Barbell Squat Clean
Muscle Groups: Quads, Hamstrings, Glutes, Traps
Barbell Squat Clean focuses on Quads, Hamstrings, Glutes, Traps, with Calves, Shoulders, Traps, Biceps, Forearm, Lower Back, Adductors working as supporting muscles.
How to Perform
Follow these step-by-step instructions to perform Barbell Squat Clean with proper form and technique.
- 1
Stand with your feet hip-width apart, shins close to the barbell, and grip the bar with an overhand grip slightly wider than your shoulders.
- 2
Lower your hips, keep your chest up, and ensure your back is straight with your shoulders slightly over the bar.
- 3
Initiate the first pull by extending your knees and hips simultaneously, lifting the bar off the floor while keeping it close to your body.
- 4
As the bar passes your knees, explosively extend your hips and knees, shrugging your shoulders forcefully upwards.
- 5
Pull yourself under the bar, rotating your elbows forward and up to catch the bar in a front rack position across your shoulders, simultaneously dropping into a full squat.
- 6
Drive through your heels and extend your hips and knees to stand up completely, maintaining the bar in the front rack position.
- 7
Lower the bar back to the floor with control, reversing the movement.
Secondary Muscles
While Barbell Squat Clean primarily targets Quads, Hamstrings, Glutes, Traps , this exercise also activates several secondary muscle groups during the movement. These supporting muscles include Calves, Shoulders, Traps, Biceps, Forearm, Lower Back, Adductors . Engaging these secondary muscles helps stabilize your body throughout the exercise, improves overall coordination, and contributes to balanced muscle development.
Related Exercises
If you enjoyed Barbell Squat Clean, you might also want to try these related exercises that target similar muscle groups.
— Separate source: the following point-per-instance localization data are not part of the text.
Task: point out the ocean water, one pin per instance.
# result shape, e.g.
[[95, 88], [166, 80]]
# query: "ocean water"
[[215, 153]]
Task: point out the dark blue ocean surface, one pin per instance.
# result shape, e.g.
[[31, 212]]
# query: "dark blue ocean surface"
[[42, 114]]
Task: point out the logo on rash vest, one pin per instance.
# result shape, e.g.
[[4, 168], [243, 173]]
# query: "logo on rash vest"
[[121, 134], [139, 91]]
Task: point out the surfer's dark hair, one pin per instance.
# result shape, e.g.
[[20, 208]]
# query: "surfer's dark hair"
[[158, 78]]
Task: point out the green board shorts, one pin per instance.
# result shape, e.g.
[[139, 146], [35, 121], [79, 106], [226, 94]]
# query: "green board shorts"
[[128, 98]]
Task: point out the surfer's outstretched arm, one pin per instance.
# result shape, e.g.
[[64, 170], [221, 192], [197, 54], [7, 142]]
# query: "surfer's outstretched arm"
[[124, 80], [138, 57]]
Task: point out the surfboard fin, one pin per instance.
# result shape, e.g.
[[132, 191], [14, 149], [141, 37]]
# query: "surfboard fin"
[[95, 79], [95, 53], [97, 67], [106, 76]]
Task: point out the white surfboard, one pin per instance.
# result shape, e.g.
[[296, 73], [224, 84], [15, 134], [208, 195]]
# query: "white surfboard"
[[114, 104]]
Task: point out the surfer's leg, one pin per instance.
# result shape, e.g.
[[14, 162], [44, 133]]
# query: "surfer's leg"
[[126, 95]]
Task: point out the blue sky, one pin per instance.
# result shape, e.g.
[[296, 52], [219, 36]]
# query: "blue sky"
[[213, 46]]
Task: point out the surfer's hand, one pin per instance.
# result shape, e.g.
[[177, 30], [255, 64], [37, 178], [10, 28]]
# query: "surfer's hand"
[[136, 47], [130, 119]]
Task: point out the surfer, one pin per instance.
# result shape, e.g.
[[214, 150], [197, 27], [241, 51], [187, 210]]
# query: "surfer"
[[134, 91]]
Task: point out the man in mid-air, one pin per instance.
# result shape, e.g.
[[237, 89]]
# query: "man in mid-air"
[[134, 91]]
These exercises work the same primary muscles as Barbell Squat Clean, making them excellent alternatives for variety in your training program or complementary movements to include in the same workout session. Mixing different exercises that target similar muscle groups helps prevent plateaus, reduces overuse injuries, and keeps your workouts engaging and effective.